The bowlers have continued their excellent form; Vernon Philander’s desperate attempts to take 50 Test wickets before he had to face anyone competent ended in glorious success, while Dale Steyn and Morne Morkel have been as threatening as ever – Morkel seemed on a mission to bowl New Zealand out single-handedly on the final day in Wellington, where he took all six wickets to fall. The only question mark is over Imran Tahir, who has flattered to deceive throughout his career at the top level so far (18 wickets @ 37.05). He took just four wickets in two Tests in New Zealand before being dropped for Marchant de Lange for the final game and while he will almost certainly play the first Test of the summer at the Oval, if were he to struggle again there it wouldn’t be particularly surprising if South Africa went with four seamers in Leeds.

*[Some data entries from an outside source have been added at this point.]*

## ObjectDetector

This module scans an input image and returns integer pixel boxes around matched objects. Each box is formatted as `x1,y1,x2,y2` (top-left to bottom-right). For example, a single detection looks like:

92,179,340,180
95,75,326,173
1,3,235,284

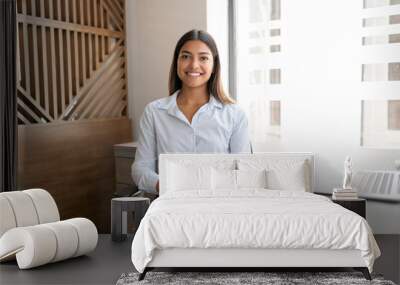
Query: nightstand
114,142,138,197
332,198,366,219
111,197,150,241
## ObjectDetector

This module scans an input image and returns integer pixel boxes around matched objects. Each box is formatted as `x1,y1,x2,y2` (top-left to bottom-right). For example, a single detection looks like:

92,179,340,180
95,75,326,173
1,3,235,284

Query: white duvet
132,189,380,272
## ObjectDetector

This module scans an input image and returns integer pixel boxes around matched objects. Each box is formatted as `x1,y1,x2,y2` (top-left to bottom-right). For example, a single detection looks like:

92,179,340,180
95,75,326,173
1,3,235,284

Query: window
235,0,284,142
230,0,400,151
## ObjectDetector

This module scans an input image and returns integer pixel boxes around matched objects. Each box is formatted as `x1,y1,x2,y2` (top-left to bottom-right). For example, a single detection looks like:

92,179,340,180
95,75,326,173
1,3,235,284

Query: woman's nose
190,58,200,69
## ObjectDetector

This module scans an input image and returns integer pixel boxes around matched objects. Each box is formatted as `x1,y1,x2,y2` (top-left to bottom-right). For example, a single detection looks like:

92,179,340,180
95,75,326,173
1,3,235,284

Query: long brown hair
168,30,236,104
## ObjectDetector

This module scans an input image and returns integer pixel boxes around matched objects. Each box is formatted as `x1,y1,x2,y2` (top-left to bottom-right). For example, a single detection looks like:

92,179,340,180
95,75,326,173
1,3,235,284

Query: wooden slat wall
17,0,127,124
17,0,132,233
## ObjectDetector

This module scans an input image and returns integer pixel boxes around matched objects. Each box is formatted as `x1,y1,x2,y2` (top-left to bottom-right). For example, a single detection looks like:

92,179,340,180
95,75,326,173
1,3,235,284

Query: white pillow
267,164,307,192
236,169,268,189
238,159,311,191
212,168,236,190
166,163,212,192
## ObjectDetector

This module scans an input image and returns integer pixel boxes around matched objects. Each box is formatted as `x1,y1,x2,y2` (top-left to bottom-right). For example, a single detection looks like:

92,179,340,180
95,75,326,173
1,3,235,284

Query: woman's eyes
180,54,209,62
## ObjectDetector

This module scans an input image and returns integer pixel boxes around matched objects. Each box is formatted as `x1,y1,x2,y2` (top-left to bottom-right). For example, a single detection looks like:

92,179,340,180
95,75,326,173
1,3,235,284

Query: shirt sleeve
132,105,158,193
229,108,251,153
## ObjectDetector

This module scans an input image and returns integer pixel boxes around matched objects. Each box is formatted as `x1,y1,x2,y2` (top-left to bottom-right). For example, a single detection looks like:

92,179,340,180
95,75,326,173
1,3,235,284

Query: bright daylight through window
234,0,400,149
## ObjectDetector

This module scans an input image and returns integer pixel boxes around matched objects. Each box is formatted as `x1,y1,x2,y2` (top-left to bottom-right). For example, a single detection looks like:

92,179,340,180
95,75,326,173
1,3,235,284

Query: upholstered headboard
159,152,314,195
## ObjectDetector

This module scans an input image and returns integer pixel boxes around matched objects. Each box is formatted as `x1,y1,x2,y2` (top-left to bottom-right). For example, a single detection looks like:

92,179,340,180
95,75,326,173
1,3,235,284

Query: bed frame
139,153,371,280
139,248,371,280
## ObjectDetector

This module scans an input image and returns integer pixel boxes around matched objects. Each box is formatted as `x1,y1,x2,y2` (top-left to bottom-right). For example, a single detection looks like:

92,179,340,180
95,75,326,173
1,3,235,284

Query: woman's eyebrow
181,50,211,55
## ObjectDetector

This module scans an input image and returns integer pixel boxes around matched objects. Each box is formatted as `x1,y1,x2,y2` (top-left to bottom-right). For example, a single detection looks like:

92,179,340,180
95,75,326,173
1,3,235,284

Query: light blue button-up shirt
132,91,250,193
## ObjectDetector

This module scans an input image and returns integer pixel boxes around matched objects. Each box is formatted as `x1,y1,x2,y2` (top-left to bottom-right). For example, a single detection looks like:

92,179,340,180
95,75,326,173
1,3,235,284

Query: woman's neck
179,86,210,106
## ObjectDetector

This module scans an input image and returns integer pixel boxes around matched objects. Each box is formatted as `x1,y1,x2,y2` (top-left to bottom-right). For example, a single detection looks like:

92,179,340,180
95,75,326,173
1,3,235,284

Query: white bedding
132,189,380,272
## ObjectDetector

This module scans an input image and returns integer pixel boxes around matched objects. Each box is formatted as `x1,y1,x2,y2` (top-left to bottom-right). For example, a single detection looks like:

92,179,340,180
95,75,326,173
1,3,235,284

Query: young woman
132,30,250,193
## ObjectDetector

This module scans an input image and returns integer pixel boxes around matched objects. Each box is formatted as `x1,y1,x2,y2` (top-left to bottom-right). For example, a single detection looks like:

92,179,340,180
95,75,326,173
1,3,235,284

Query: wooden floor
0,235,400,285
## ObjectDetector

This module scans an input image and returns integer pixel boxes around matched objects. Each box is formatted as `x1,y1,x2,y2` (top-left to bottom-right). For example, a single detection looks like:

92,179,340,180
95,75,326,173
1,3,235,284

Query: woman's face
177,40,214,88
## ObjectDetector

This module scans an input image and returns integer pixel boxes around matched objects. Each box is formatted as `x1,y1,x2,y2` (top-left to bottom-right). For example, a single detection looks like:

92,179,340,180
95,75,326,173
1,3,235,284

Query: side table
332,198,366,219
111,197,150,241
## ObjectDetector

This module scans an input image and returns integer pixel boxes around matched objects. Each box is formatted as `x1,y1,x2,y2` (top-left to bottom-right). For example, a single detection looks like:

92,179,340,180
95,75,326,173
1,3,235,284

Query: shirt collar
158,90,223,110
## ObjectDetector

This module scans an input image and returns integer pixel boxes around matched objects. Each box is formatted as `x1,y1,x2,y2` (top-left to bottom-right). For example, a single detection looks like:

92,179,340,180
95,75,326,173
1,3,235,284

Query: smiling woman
132,30,250,192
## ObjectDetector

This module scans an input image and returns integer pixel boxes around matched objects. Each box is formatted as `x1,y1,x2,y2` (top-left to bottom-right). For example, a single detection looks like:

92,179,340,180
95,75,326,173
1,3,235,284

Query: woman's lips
186,72,202,77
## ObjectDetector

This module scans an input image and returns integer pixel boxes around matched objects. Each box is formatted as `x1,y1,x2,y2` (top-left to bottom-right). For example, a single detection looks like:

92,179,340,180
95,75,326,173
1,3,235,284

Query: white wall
125,0,207,139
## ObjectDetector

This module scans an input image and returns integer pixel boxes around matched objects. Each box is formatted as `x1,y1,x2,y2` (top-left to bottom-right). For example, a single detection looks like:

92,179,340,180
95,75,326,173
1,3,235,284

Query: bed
132,153,380,279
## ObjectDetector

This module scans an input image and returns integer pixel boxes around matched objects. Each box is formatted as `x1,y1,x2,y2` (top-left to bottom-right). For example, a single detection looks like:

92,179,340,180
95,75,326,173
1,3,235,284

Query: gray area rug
117,272,395,285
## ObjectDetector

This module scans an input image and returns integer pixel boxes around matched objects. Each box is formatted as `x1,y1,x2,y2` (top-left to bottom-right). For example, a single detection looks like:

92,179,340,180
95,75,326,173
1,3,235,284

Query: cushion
0,218,98,269
236,169,268,189
238,159,311,191
212,168,237,190
166,163,212,192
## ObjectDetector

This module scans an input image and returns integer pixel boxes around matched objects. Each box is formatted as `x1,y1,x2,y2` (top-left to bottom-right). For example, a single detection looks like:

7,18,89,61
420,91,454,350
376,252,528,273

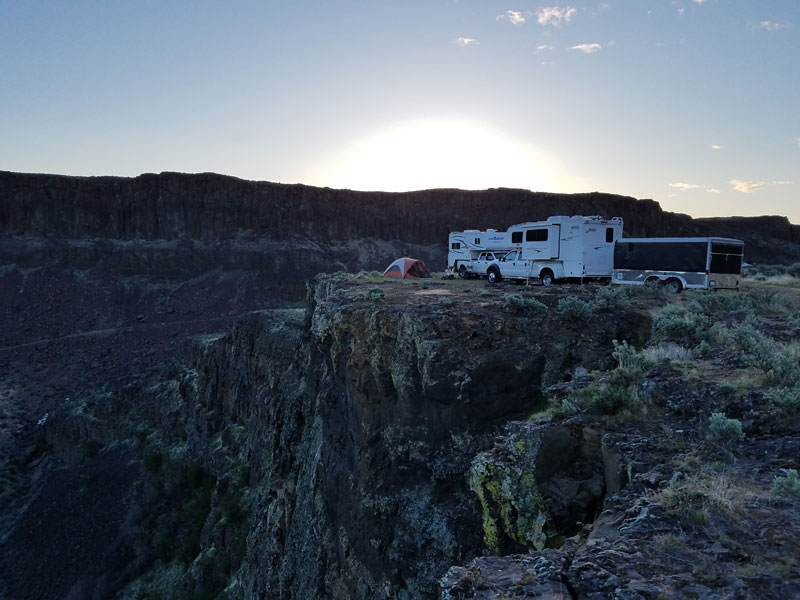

In the one day arena, the Proteas are probably the best side in the world already. Under the stewardship of AB de Villiers, who replaced Graeme Smith as captain prior to the Sri Lanka series, they demolished the tourists in the first three ODI’s before taking their foot off the gas and losing the final two, before whitewashing New Zealand 3-0 without breaking sweat (incidentally, as captain de Villiers averages 158.33, which is quite good). Again, a cynic could point to the quality of side they were up against, but both of their opponents over the last few months are undoubtedly more at home in colours than whites. Also the slight weaknesses South Africa have to contend with in the Test arena aren’t really an issue in the shorter formats. If they can get someone to perform the Heimlich Manoeuvre at just the right time, they will be seriously difficult to beat in the World T20 later this year.
Much like the Australians, South Africa’s winter felt a bit like the calm before the storm; their visit to England is followed by the World T20 and a tour to the aforementioned Australia before the year is out. Whereas the last few months have been a bit of a slow burner, with lots of cricket but not much genuine excitement, the next 12 months or so promises to be a whole new ball game entirely.